You'd never guess this from the laudatory press coverage of Obama. With every major speech or press conference, the media and a sizable chunk of the political community--including many Republicans--assume Obama has carried the day. Actually, he rarely has.
The most striking example is Obama's strenuous defense of his decision to close Guantánamo pris-on by next January 22 and to bar "enhanced interrogation techniques" such as waterboarding in questioning captured terrorists. He gave a highly publicized address on this policy last month. After the speech, support for closing Guantánamo fell.
And this occurred despite Obama's supposedly powerful argument that Guantánamo has "set back the moral authority that is America's strongest currency in the world," become "a symbol that helped al Qaeda recruit terrorists," and "weakened American national security." As usual, the media praised the speech.
The president's remarks were followed (same day, different location) by a speech by former Vice President Dick Cheney in which he criticized the president on Guantánamo and interrogation tactics. "Clearly the president is a more popular figure," says pollster Scott Rasmussen. "The numbers still shifted a little away from Obama."
Obama first announced his intention to close Guantánamo as a candidate last year.
Public support for keeping the prison open dropped, in Rasmussen's polling, from 59 percent last summer to 42 percent in January. Two days after taking office, Obama announced his decision to shut the facility. Since then, the public balked. Support for leaving it open has increased to 49 percent.
Nor has the president been able to increase support for other terrorist-related policies. Public approval for Obama's policy of not using "torture" to interrogate terrorists dipped from 58 percent in January to 49 percent in April in ABC News/Washington Post polling. Rasmussen found overwhelming opposition, 57-to-28 percent, to Obama's plan to bring Guantánamo prisoners to the United States.

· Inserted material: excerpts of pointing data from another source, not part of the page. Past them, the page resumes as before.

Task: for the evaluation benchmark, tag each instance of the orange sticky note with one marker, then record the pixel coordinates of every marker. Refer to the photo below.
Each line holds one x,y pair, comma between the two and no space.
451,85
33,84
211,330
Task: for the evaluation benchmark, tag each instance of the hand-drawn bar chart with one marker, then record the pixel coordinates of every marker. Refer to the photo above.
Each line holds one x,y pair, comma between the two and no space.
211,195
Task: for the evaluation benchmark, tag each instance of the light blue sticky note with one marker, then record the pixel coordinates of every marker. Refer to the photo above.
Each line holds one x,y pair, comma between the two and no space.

The negative drift in public opinion isn't entirely due to Obama. "It's not so much the rhetoric," Rasmussen says. Rather, "it's the reality" of dealing with the problem of what to do with the terrorists jailed at Guantánamo. "The more people hear about it," the less they support Obama's policy.
There may be an institutional reason as well for Obama's inability to stir approval of his policies, including a surge in domestic spending. George C. Edwards III, a presidential scholar at Texas A&M University, argued in his book On Deaf Ears: The Limits of the Bully Pulpit that presidential speechmaking almost never alters public opinion.
Both scholars and journalists, Edwards wrote, "refer to the White House as a 'bully pulpit' and assume that a skilled president can employ it to move the public and create political capital for himself. The fact that such efforts almost always fail seems to have no effect on the belief in the power of public leadership."